Movimentos orgânicos
Quatro personagens têm em comum a vivência de um enredo praticamente idêntico: após suas declarações – condenáveis sob diversos aspectos –, todos sofreram forte condenação pública

Uma ex-atleta de vôlei que se pronunciou publicamente contra a participação de atletas trans em modalidades esportivas femininas. Uma professora de português que se posicionou contra o uso da linguagem neutra. Um jogador de vôlei que criticou a inclusão de personagens homossexuais em histórias em quadrinhos de super-heróis. Um youtuber sem qualquer brilhantismo que, sob efeito do álcool, declara que a criação de um partido de orientação nazista no Brasil seria mero exercício da liberdade de expressão.

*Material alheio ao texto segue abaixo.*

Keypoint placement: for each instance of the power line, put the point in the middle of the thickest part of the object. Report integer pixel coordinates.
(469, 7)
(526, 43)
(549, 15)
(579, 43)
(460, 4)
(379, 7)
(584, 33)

Esses quatro personagens têm em comum a vivência de um enredo praticamente idêntico: após suas declarações – condenáveis sob diversos aspectos –, todos sofreram forte condenação pública, o que colocou suas carreiras profissionais em xeque. Porém, ao mesmo tempo que foram rechaçados por muitos, foram também descobertos por outros públicos numerosos, o que colocou tais personagens no centro da polarização política que o Brasil vem vivendo.
Hoje, as quatro figuras relatadas têm novas carreiras profissionais, de inegável sucesso, que estão diretamente vinculadas com a defesa de posições políticas conservadoras. Nunca haviam sido ativistas políticos, porém as polêmicas nas quais esses se envolveram os arrastaram para esse lugar de fala.
Nos casos acima, mais do que criar “mártires”, a polarização política aumentou e consolidou a força política do lado conservador. Vários públicos que acompanhavam essas personalidades pela simples coincidência de interesses temáticos, e que nunca haviam se envolvido com a política partidária nacional, acabaram acompanhando a trajetória de seus ídolos – e hoje repercutem nas redes sociais as discussões que acontecem nas comissões do Congresso Nacional.
A trajetória pela qual aram essas quatro personalidades não teria a forte temática política se, alguns anos antes, a figura de Jair Bolsonaro não tivesse surgido como catalisador das frustrações gerais, associando-as a um roteiro do tipo “governo versus oposição”. Hoje, percebe-se que essa mensagem foi muito mais forte do que a figura pessoal de Bolsonaro – não importa o que o ex-presidente faça ou diga, é para a sua direção que corre a força política dos inconformados.
A força que o conservadorismo tem mostrado nas eleições legislativas é sinal do quão eficiente é essa rede capilarizada de lideranças temáticas, que se tornaram antiesquerda: sejam os esportistas, os gramáticos ou o público jovem da internet, cada grupo se reúne em torno das figuras nas quais confia, formando um movimento político colossal.
Em linhas gerais, esse é o perfil do novo público que se aglutinou à direita do campo político: não necessariamente ideológico, mas definitivamente orgânico – pessoalmente comprometido com essa nova jornada na política e, portanto, disposto a se manter engajado pelos próximos anos.
Aliados que considerarem esse novo público tietes de Bolsonaro, ou rivais que o subestimarem como fruto da desinformação e das redes sociais, ambos estarão equivocados em seus cálculos políticos.